Estado tem prazo de 60 dias para apresentar soluções para a saúde pública no Tocantins


Ronaldo Mitt Publicado em 18/02/2016 às 19:02:44

Foi realizada na tarde desta quarta-feira, 17, na 1ª Vara da Justiça Federal, audiência de conciliação entre os Ministérios Públicos Federal e Estadual, Defensoria Pública do Estado e o Estado do Tocantins para tratar da Ação Civil Pública que cobra a implementação da Política Nacional de Assistência Hospitalar e a correção das irregularidades apontadas pelo Departamento Nacional de Auditoria do SUS (Denasus).

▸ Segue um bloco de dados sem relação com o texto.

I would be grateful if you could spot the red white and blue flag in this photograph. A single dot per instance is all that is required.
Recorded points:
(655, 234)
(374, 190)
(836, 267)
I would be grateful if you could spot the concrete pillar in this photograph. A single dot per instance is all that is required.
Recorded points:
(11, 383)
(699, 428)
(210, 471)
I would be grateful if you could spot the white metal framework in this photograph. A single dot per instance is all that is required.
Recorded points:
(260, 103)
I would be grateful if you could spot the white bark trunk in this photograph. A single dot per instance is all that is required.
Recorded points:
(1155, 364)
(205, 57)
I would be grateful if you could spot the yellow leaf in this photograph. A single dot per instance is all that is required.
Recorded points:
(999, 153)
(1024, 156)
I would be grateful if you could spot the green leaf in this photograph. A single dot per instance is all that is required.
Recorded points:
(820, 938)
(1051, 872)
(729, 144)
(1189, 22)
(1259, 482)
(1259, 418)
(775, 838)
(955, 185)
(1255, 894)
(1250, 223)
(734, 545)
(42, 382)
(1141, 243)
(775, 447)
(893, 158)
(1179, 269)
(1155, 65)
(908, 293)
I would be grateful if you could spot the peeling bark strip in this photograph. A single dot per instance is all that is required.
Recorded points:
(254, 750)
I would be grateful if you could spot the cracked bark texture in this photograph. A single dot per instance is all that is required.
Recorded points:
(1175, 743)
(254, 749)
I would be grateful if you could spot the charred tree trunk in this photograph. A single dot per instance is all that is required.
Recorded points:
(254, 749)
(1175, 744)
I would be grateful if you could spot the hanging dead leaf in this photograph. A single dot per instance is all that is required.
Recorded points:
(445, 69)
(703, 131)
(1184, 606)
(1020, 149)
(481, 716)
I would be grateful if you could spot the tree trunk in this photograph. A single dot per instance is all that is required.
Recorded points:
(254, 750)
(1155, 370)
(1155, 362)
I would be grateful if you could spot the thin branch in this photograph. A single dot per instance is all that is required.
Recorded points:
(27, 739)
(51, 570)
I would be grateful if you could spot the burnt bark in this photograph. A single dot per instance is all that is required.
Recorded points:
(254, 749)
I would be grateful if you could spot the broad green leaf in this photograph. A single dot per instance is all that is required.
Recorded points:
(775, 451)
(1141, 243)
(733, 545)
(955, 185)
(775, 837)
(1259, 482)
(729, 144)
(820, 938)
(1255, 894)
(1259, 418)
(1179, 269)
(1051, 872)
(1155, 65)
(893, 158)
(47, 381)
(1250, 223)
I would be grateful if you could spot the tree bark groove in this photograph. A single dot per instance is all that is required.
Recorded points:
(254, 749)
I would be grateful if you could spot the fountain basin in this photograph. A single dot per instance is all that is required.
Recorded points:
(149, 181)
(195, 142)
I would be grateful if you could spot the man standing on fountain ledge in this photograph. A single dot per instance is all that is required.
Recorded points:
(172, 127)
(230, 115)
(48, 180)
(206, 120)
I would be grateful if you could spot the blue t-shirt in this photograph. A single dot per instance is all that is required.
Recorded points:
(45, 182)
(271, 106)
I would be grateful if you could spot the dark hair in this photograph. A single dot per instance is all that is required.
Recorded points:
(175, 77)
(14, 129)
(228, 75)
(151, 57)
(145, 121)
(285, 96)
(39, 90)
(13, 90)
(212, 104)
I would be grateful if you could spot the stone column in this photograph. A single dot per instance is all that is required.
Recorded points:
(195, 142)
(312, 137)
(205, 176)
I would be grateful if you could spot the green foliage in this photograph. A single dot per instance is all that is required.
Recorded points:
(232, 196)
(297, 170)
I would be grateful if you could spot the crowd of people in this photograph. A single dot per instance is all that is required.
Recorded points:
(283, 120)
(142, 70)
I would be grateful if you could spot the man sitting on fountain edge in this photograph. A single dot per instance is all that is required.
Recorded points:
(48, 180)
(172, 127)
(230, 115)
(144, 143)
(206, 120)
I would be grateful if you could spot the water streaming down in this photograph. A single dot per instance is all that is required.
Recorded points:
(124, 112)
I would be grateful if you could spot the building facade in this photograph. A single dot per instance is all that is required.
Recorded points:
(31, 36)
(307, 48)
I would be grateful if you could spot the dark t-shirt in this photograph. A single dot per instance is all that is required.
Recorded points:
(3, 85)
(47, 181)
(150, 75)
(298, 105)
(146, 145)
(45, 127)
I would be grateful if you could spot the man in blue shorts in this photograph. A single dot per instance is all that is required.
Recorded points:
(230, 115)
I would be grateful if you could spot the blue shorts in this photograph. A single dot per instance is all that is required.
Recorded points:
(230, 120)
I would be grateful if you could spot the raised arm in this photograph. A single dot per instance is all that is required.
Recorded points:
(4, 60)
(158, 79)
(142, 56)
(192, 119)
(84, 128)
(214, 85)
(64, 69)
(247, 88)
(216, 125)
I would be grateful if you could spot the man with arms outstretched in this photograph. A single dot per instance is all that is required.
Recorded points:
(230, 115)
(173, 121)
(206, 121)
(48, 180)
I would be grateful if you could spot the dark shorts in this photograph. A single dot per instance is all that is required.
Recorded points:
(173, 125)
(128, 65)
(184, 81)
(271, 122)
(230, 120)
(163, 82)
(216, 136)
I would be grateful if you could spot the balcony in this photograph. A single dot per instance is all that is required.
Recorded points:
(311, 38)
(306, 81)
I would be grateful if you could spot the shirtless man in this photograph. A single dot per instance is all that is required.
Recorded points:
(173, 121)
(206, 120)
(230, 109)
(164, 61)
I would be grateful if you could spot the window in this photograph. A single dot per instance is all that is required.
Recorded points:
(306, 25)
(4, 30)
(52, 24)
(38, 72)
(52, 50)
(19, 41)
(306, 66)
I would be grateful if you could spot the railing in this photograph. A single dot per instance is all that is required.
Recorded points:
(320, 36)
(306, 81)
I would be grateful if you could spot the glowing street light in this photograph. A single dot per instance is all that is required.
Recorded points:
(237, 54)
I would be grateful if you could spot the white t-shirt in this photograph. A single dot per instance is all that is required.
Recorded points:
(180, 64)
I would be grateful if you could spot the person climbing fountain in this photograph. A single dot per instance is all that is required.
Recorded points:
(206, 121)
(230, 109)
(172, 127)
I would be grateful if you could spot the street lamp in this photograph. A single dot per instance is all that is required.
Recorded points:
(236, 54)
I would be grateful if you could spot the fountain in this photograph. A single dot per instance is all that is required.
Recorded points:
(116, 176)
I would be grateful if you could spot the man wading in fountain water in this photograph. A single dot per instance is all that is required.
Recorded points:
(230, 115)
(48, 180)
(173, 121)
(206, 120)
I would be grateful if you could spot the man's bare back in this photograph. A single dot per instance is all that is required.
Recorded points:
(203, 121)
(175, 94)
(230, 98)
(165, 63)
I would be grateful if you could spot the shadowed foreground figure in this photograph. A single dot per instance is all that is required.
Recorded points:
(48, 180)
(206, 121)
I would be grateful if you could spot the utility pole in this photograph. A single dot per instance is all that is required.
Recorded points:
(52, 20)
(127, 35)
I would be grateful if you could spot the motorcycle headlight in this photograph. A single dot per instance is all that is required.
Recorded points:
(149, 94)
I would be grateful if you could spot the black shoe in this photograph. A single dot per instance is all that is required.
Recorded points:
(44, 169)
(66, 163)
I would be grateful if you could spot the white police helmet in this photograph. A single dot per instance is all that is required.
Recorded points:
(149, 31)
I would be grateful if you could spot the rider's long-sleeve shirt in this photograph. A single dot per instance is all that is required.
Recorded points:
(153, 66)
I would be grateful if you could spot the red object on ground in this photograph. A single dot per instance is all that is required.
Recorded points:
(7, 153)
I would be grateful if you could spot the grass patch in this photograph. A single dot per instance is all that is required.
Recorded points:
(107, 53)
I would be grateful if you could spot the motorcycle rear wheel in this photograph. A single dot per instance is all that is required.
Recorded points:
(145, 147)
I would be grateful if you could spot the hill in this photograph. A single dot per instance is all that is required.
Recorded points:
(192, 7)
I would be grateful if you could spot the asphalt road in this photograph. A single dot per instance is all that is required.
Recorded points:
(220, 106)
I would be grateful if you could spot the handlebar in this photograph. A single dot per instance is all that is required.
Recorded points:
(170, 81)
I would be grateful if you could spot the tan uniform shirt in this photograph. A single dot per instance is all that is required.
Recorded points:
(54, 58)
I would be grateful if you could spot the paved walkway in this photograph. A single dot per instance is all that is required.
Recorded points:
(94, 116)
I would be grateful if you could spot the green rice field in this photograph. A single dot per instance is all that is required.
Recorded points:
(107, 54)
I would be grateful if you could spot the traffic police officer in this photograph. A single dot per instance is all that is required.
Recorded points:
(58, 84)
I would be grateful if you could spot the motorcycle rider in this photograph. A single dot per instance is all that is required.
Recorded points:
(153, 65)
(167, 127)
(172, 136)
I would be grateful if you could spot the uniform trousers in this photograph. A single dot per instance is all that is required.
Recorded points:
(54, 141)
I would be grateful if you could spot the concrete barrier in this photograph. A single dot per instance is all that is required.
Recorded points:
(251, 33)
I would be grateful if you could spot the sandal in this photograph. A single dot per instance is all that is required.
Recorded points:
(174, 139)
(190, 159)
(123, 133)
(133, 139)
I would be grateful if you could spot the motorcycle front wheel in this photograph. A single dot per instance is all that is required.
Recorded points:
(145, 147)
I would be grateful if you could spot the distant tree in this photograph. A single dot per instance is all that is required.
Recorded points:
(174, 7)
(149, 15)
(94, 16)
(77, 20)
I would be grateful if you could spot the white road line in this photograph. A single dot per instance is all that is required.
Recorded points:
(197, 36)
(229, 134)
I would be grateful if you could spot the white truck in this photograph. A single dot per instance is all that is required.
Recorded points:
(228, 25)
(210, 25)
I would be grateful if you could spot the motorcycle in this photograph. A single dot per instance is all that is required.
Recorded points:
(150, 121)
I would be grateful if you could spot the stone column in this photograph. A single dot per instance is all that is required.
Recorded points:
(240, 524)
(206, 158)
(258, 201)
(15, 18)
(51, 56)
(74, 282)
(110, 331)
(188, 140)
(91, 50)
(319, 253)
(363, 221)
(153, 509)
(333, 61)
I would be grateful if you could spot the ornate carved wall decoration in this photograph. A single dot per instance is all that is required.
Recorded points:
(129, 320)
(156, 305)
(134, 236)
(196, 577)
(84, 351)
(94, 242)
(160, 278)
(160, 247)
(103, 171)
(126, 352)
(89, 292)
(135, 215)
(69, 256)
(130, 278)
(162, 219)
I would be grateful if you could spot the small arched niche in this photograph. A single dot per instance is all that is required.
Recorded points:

A juíza federal Denise Drumond concedeu prazo de 60 dias para que o Estado do Tocantins elabore plano de ação para sanar as irregularidades verificadas no Hospital Geral de Palmas, Hospital e Maternidade Dona Regina, Hospital Regional de Araguaína e Hospital Regional de Augustinópolis, apontadas pelos órgãos de controle.

O plano de ação deverá tratar dos problemas de gestão de pessoal, tanto em relação aos médicos como às demais categorias profissionais; demanda reprimida de cirurgias eletivas; logística de abastecimento de medicamentos, materiais e insumos. Constou ainda que o plano deve apresentar a implantação efetiva da Política Nacional de Atenção Hospitalar contida Portaria nº 3.390/2013/MS, constando a competência da União e do Estado para essa finalidade, respeitando a competência de cada ente.

O Estado deverá apresentar o plano de ação até o dia 19 de abril, o qual será avaliado em audiência designada para o dia 27 de abril.

Na ocasião, o presidente do Conselho Estadual de Saúde destacou a intenção de diversos organismos de pleitear intervenção federal no Estado do Tocantins, considerando a situação de caos em que se encontra a saúde.

ÓRGÃOS DE CONTROLE

“Os problemas apontados na petição inicial, sobre a gestão hospitalar, são gravíssimos. Por um lado, o MPF lamenta o fato de sairmos da audiência sem uma obrigação mais concreta e urgente em face dos réus, entretanto, reconhece que houve avanço. Esperamos que a União e o Estado cumpram com as suas obrigações constitucionais e legais, dentro do prazo estipulado”, disse o Procurador da República Fernando de Oliveira.

A Promotora de Justiça Maria Roseli de Almeida Pery também comentou a situação. “A justificativa de subfinanciamento da saúde, apresentada em audiência pelo Estado, não procede, na medida em que os altos custos dos leitos hospitalares habilitados no SUS e a baixa resolutividade são fatos incontestáveis. O Tocantins ainda se encontra totalmente desestruturado enquanto organização de serviços, tomando-se por base a organização e o funcionamento do SUS e as políticas públicas instituídas. Por essa razão, a judicialização da saúde no Tocantins é crescente, tanto para garantir assistência à população como para corrigir falhas da Gestão, o que poderia ser evitado se o Governo fizesse os enfrentamentos políticos necessários para ofertar saúde de qualidade para a população, em todos os níveis de assistência”.

Já o Defensor Público Estadual Arthur Pádua Marques criticou a postura do Governo do Estado: “O discurso do novo Secretário de que não tem dinheiro, fundamentado na crise, não se aplica ao caso desta ação. No fim do ano passado, foram gastos em aditivos de contratos de publicidade cerca de 14 milhões, e ainda 11 milhões em serviços de oftalmologia contratados sem licitação. Não me parece que o problema seja dinheiro”.

Para Frederico Silvério, do Denasus, a audiência realizada foi produtiva, pois abordou improbidades e irregularidades constatadas pelo Departamento ao longo dos últimos três anos, as quais até a presente data permaneciam, na sua grande maioria, sem solução viável. O acordo firmado na audiência para que a Sesau apresente um plano de ação trará efetividade no atendimento das recomendações trazidas pelo Denasus/Seaud/TO nesses últimos anos.